Sadece ben değil, PKK bugüne kadar binlerce Kürt'e zarar verdi. Abdullah Öcalan 15 bin iç infazdan bahsetti. 17.500 de faili meçhul cinayet var. Çatışmalardan öldürülen gençleri sayısı ise tam bilinmiyor. Evet devlet de büyük zulümler yaptı. Ama diyebilirim ki devlet bile Kürt halkına PKK kadar zarar vermedi. PKK'nın kirliliklerinin ne teneşir, ne Ganj Nehri ne de Hitler'in gaz odaları temizler. Çünkü bunların hem bedenleri hem de ruhları kirlidir. Özellikle PKK'lı yöneticiler cehennemi adamlardır. Çok kişinin heba olmasına neden oldular. Bunlardan korkmamak mümkün değil. Onlar benim peşimdedirler. Can güvenliğim yok. İstedikleri yerde beni bulup imha edebilirler.
ANLATILANLAR İFTİRA
Selma Batmaz'ın 'iyi çok iyi tanıyorum' dediği isimlerden biri de Aysel Tuğluk. Bayrampaşa Cezaevinde tutuklu kaldığı 1992 ile 1998 tarihleri arasında Aysel Tuğuluk'un tutuklu PKK'lıların avukatlığını yaptığını belirten Batmaz çok çarpıcı bir suçlamada bulunuyor. O dönemde PKK'nın cezaevi sorumlusu olduğunu ve yönetimi olarak Aysel Tuğluk'a Bayrampaşa-Bursa ve Çanakkale cezaevleri arasında iletişimi sağlama görevi verildiğini savunan Batmaz'ın suçlamalarına Tuğluk sert cevap verdi.

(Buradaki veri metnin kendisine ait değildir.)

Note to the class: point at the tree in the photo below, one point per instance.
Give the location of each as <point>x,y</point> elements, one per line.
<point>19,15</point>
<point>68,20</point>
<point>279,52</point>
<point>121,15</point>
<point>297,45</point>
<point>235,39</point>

Aslında Batmaz kadar Tuğluk da dertli. O da bu tür iftiralarla yıpratılmak istendiğinden şikayetçi. Selma Batmaz ismini hatırladığını ancak onunla bir defa bile görüşmediğini, avukatlığını yapmadığını söyleyen Tuğluk, "Hayatım boyunca legal alanın dışına çıkmadım.
AYSEL TUĞLUK İDDİALARI REDDETTİ
Siyaseti tercih ettim. Barışı sağlamak için uğraşıyorum. Selma Batmaz intikam almak amacıyla iftira atıyor" dedi. Kuryelik suçlamalarını ret eden Tuğluk, sözlerini şöyle sürdürdü:
"Cezaevine gidip geliyordum. Selma Batmaz ile hiçbir görüşmüşlüğüm ve sohbetim yoktur.
Bunu cezaevi kayıtlarında tespit etme kolaydır. Bu gibi suçlamalarla bizleri kıskaca almaya çalışıyorlar. Zaten her şeyimizi didik didik eden bir ekip var. Ayıptır. Neden bu tür kurgularla Kürt siyasetçileri konuşmaz hale getirmeye çalışıyorlar. Bizler devre dışı bırakıldıktan sonra kimlerle görüşecekler. Bakın açık ve net söylüyorum. Bu problem bitsin gerekirse 10-20 sene yatarım. Bu tür haberleri ihbar olarak kullanacaklar vardır. Kim ne yaparsa yapsın doğruları yapmaktan vazgeçmeyeceğim. Ben çözüme ve kardeşliğe hizmet ediyorum. Lütfen kimse BDP'yi terörize etmesin. Bana yapılan iftira mevcut konjonktür, konsept ve ortama malzeme olarak kullanılacaktır. Yeter artık bıktık."